Many people living in the Zone had also begun to accumulate stashes of sleeping pills, which that sometimes could get from the hospital. No one wanted to become addicted to them, yet everyone seemed to rationalize that from time to time they needed a deep sleep to get through the noisy night and truly refresh themselves for the hard work they had to perform. Some people used the pill so much that they even created little rules for taking them, such as limiting themselves to no more than two nights in a row and no more than six pills in a month. If they ran out or broke their rules, it didn’t really matter. They could always get more pills.
I tried my best to avoid the hospital and medication because I wanted to be as lucid and mobile as possible during my tour. I didn’t want to be hurt and unable to move if the bad guys decided to attack the Green Zone. Nevertheless, I eventually did hurt myself so seriously that I couldn’t walk due to a Frisbee-related incident that required a trip to the hospital.
My friends and I had gone behind the American chancery to play a quick game of Frisbee on the impeccably manicured lawn. In a gesture oddly reminiscent of British aristocracy in India or Ghana, the Americans hired a large contingent of Iraqi servants who maintained the lush field of grass and small patches of flowers despite the sultry summer weather. I found it disappointing that the Americans almost never used this little patch of green inside the dusty brown Green Zone, so I lobbied my friends to play occasional games of cricket and Frisbee behind the chancery.
On once such evening, I made a lunge for a poorly thrown disc, which I easily caught. However, when I quickly snapped into the upright position so I could toss it back, I felt something crack, and then sharp throbbing pains shot down the length of my back. I tried to stretch and work out the pain, but it didn’t work. With each passing minute, my back grew tighter and tighter. Within an hour, I found it difficult to walk. The next morning, when I woke to get ready for work, I couldn’t bend my back at all. I tried to get out of bed, but the pain kept me from moving. I eventually had to roll out of bed and slowly work myself upright using the wall for support. Tears were rolling down my cheeks from the pain and the fear that I would come out of a war zone permanently crippled, not from a mortar or bullet, but from a game of Frisbee.
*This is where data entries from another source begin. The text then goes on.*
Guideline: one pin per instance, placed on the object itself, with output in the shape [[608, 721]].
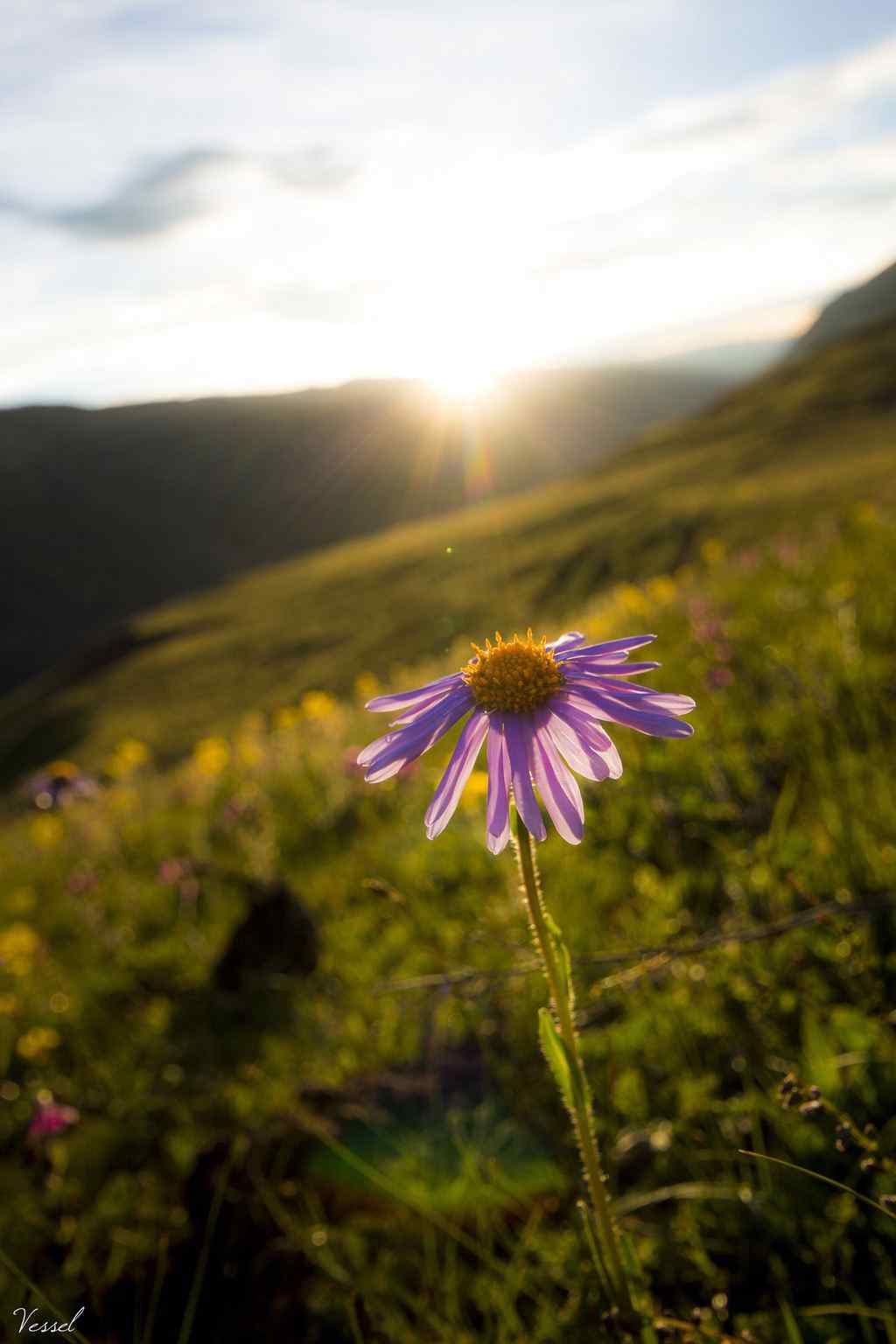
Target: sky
[[256, 195]]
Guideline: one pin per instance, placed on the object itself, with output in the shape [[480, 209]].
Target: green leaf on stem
[[556, 1055]]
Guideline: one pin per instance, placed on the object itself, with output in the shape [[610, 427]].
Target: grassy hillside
[[296, 1032], [801, 441], [110, 512], [875, 301]]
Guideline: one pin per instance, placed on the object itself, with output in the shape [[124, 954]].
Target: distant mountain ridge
[[109, 512], [801, 445], [873, 301]]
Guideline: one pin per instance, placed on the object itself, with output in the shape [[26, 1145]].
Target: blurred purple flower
[[60, 782], [50, 1118], [537, 709]]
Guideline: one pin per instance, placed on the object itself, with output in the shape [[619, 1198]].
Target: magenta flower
[[50, 1118], [539, 710]]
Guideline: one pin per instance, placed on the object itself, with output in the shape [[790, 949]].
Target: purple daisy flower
[[539, 710]]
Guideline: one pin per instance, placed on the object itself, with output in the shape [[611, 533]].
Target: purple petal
[[451, 788], [655, 724], [424, 707], [557, 788], [577, 752], [566, 641], [516, 732], [612, 648], [406, 699], [388, 754], [592, 741], [497, 810], [578, 712], [644, 695], [604, 667]]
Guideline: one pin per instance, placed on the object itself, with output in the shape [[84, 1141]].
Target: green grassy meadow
[[300, 1038]]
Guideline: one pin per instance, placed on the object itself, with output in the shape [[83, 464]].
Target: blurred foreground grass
[[393, 1158]]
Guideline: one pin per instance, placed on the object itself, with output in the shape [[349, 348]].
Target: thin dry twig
[[648, 960]]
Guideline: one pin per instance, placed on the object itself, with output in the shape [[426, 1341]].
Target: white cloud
[[266, 195]]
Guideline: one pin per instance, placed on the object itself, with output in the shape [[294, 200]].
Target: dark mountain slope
[[875, 301], [109, 512], [800, 444]]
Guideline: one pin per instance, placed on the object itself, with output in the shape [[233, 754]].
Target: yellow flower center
[[516, 676]]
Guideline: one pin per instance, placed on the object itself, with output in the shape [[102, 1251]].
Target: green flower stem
[[582, 1118]]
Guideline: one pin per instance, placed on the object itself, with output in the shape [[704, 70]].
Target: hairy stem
[[582, 1118]]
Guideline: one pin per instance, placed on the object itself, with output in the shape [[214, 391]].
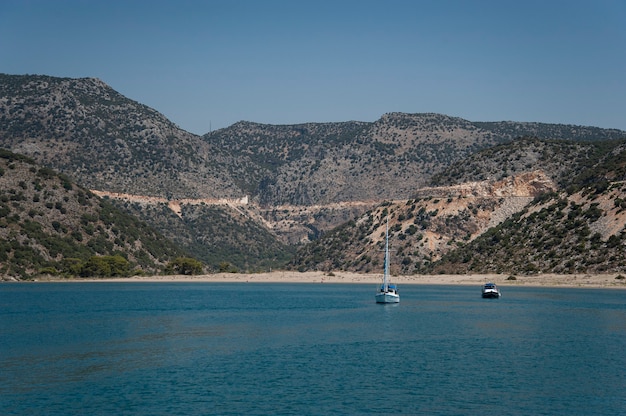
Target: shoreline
[[545, 280]]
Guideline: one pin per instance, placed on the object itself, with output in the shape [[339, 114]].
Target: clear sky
[[208, 64]]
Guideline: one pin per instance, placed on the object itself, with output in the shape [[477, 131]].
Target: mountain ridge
[[300, 181]]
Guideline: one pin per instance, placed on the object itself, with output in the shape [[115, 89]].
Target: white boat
[[388, 292], [490, 290]]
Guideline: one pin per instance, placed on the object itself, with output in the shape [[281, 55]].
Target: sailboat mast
[[386, 275]]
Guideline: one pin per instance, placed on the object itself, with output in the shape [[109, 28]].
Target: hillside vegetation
[[320, 188], [50, 225]]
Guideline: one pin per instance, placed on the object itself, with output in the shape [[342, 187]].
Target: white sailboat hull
[[387, 297]]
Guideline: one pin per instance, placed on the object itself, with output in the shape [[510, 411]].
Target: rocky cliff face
[[298, 182]]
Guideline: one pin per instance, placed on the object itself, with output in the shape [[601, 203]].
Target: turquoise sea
[[309, 349]]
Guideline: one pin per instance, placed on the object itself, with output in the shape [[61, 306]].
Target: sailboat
[[388, 292]]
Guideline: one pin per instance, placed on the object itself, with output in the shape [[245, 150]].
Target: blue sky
[[208, 64]]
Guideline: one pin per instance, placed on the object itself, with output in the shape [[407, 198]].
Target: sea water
[[309, 349]]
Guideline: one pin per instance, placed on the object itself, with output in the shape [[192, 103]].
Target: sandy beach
[[557, 280]]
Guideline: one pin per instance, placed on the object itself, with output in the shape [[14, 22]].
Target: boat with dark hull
[[491, 291]]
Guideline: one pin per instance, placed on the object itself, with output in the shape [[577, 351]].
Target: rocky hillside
[[105, 141], [50, 225], [298, 182], [528, 223]]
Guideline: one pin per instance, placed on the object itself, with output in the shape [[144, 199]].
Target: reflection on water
[[206, 348]]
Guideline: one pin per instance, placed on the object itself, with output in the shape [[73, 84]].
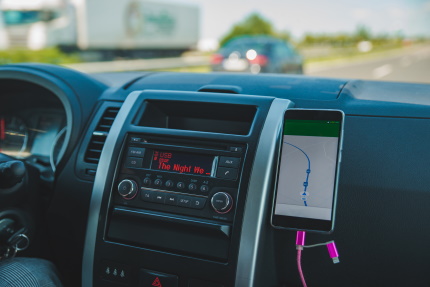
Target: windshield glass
[[14, 17], [386, 40]]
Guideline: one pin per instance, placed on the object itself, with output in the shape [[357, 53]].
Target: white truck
[[108, 27]]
It took me 30 minutes to get dressed, and another five to gain the energy to walk to the central plaza of my compound so I could call the motor pool and order a ride to the hospital. When I arrived at the hospital, I waited patiently in line behind a collection of soldiers. I sat in a hard wooden chair for nearly two hours, trying desperately to fight back the occasional tears that rolled down my cheeks. Once the doctors had finished seeing all the soldiers, I finally saw the triage nurse and the doctor, who concluded that I had a partially herniated disk. They loaded me up with painkillers and told me to take three or four days off from work and come back if the pain didn’t subside in a week.
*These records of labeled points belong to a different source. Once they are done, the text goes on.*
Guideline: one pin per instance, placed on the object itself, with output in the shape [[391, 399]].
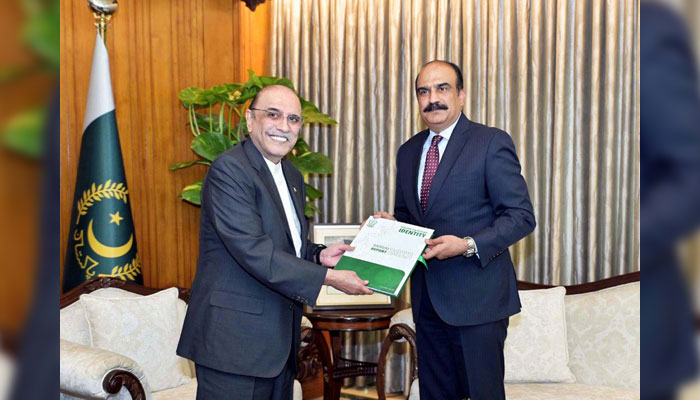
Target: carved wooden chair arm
[[396, 332]]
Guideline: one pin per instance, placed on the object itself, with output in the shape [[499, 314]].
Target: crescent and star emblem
[[108, 251]]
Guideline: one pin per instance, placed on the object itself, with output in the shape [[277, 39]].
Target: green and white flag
[[101, 241]]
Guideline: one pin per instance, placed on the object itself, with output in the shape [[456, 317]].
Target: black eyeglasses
[[276, 116]]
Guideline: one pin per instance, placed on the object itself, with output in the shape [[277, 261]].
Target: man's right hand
[[380, 214], [347, 282]]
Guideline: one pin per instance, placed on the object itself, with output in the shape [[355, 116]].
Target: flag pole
[[102, 11]]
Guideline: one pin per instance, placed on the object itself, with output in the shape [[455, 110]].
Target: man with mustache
[[462, 179], [256, 267]]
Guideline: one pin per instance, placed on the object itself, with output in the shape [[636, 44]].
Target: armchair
[[589, 308], [93, 373]]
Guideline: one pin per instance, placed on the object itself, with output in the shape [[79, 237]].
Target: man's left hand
[[445, 246], [330, 256]]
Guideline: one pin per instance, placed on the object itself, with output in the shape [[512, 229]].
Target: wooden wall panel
[[156, 48]]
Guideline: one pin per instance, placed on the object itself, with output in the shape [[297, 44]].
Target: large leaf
[[313, 163], [310, 209], [41, 31], [301, 147], [312, 115], [186, 164], [312, 193], [253, 80], [210, 144], [192, 193], [203, 121], [192, 96]]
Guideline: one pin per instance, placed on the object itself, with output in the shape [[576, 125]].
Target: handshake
[[350, 283]]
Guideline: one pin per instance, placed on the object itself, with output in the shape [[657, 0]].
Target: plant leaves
[[312, 115], [210, 144], [312, 193], [310, 209], [24, 133], [301, 147], [186, 164], [192, 193], [192, 96], [313, 163], [203, 120], [253, 80]]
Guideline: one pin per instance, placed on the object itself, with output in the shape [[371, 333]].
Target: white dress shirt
[[287, 204]]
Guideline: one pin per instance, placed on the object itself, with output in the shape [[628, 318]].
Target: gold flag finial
[[102, 11]]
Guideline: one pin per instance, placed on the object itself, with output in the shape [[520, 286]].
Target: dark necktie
[[432, 159]]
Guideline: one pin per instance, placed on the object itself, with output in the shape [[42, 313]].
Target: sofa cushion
[[536, 348], [567, 391], [143, 328], [73, 325], [604, 336]]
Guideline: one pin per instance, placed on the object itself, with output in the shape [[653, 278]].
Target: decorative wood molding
[[115, 380], [308, 359], [587, 287], [396, 332]]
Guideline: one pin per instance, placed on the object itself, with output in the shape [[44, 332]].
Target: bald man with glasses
[[256, 266]]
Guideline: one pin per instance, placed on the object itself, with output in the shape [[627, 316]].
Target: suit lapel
[[295, 187], [265, 176], [410, 183], [452, 152]]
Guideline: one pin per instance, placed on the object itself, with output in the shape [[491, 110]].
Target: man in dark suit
[[256, 267], [669, 197], [462, 179]]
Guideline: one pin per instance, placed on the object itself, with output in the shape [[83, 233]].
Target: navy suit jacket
[[244, 313], [477, 191]]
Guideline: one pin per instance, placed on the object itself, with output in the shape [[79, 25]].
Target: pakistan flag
[[101, 240]]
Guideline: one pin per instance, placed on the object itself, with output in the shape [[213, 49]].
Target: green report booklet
[[385, 254]]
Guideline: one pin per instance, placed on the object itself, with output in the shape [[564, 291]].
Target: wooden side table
[[335, 368]]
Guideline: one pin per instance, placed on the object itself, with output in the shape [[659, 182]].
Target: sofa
[[89, 372], [602, 346]]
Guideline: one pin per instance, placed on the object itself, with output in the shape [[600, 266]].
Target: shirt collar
[[275, 169], [447, 132]]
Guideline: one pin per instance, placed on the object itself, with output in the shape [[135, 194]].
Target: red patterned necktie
[[432, 159]]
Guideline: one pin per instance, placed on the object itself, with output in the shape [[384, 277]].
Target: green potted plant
[[222, 125]]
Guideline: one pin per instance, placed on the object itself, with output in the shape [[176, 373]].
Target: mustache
[[434, 106], [276, 132]]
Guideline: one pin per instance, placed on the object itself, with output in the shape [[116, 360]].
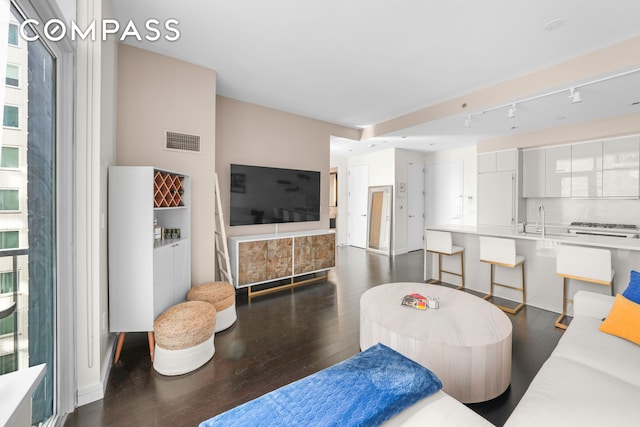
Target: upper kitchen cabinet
[[533, 173], [558, 171], [499, 188], [498, 161], [621, 167], [586, 169], [547, 172]]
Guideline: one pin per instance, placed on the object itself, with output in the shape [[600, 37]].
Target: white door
[[358, 193], [444, 193], [415, 206]]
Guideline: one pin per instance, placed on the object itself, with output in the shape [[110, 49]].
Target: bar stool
[[582, 263], [440, 243], [502, 252]]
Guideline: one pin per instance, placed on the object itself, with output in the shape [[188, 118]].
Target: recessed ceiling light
[[553, 24]]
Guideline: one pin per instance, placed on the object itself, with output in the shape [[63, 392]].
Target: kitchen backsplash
[[565, 211]]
I told the doctor that I was almost ashamed to come to him after hurting myself playing Frisbee, since so many soldiers and Iraqis passed through the hospital with life-threatening injuries. The doctor shrugged it off. He told me that people got hurt all the time and it didn’t matter if I was a soldier with a missing arm or a child with a broken toe. He was too busy to care who his patients were or why they were there.